Auto bailouts more costly, less needed and less effective than Obama claims

Columnists across the political spectrum agree that the auto bailouts were a lot more costly, and a lot less justified, than their supporters have been willing to admit.

In the Wall Street Journal, David Skeel points out that the auto bailouts were much more costly than is commonly assumed.   The Obama Administration claims that taxpayers will ultimately lose only $14 billion from the bailouts of GM and Chrysler.  But as Skeel notes, that “$14 billion figure omits the cost of the previously accumulated tax losses GM can apply against future profits, thanks to a special post-bailout government gift. The ordinary rule is that these losses can only be preserved after bankruptcy if the company is restructured—not if it’s sold.

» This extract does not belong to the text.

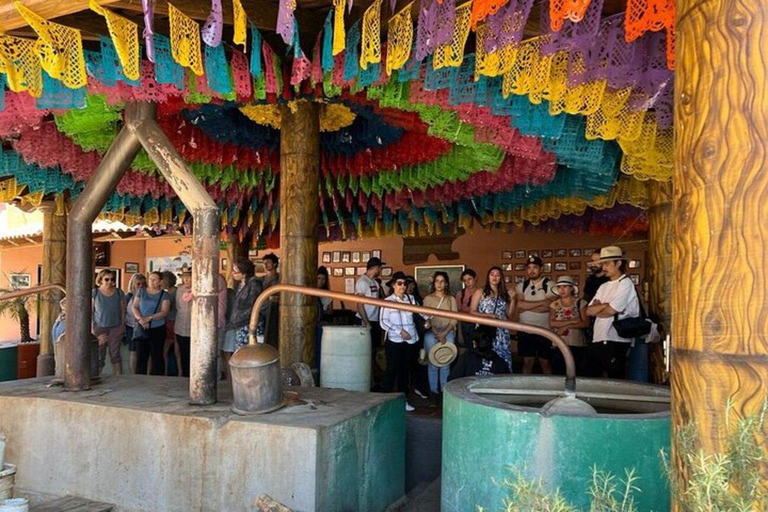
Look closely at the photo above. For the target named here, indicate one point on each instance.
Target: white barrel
(15, 505)
(7, 481)
(345, 359)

By waiving this rule, the government saved GM at least $12 billion to $13 billion in future taxes, a large chunk of which . . . came straight out of taxpayers’ pockets.”

Moreover, the politicized way that the administration handled the bailouts (which fleeced bondholders and non-union retirees, leading veteran political commentator Michael Barone call it “gangster government”), had “indirect costs” that were even greater, sending the harmful “message that, if a politically important industry is in trouble, the government may step in” and rip off creditors.  As a result, “lenders will be very hesitant to extend credit under these conditions.  This will make it much harder, and much more costly, for a company in a politically sensitive industry to borrow money when it is in trouble.”

Moreover, the bailouts weren’t even needed to keep car factories running: “General Motors was a perfectly viable company that could have been restructured under the ordinary reorganization process.  . . .Although Chrysler wasn’t nearly so healthy, its best divisions—Jeep in particular—would have survived in a normal bankruptcy, either through restructuring or through a sale to a more viable company.”

The Washington Post’s Charles Lane notes that when Obama claims to have saved jobs through the bailout, he’s playing deceptive numbers games that take credit for jobs created by foreign companies.  Obama’s jobs figures cite jobs created by GM and Chrysler’s foreign competitors and their auto dealers, including “not only the Detroit 3, but also all of the plants operated by foreign car makers in the U.S., the entire supply chain and all car dealerships around the country!(Emphasis Lane’s.)

Obama’s misleading jobs figures bring to mind the Obama Administration’s previously-debunked claims about the $800 billion stimulus package, which it defended by citing imaginary jobs created in 440 non-existent Congressional districts, such as Arizona’s 15th and 86th districts.  Meanwhile, economists concluded that the stimulus had wiped out 550,000 jobs in the real world. 

The liberal-leaning Lane also notes that GM and Chrysler were artificially propped up by the Japanese earthquake and tsunami, “a natural disaster that crippled their Japanese competitors,” but still didn’t do that well despite that temporary advantage.  Their underlying weakness is made clear by the fact that Korean automakers snagged nearly twice as much of the market lost by Japanese automakers as U.S. automakers did.

Earlier, the Washington Post’s liberal editorial board admitted that the Chrysler bailout was a mistake, and that many autoworker jobs would have survived even without a bailout.

Recently-released documents show that the Obama Administration previously deceived the public about the costs and consequences of the GM bailout.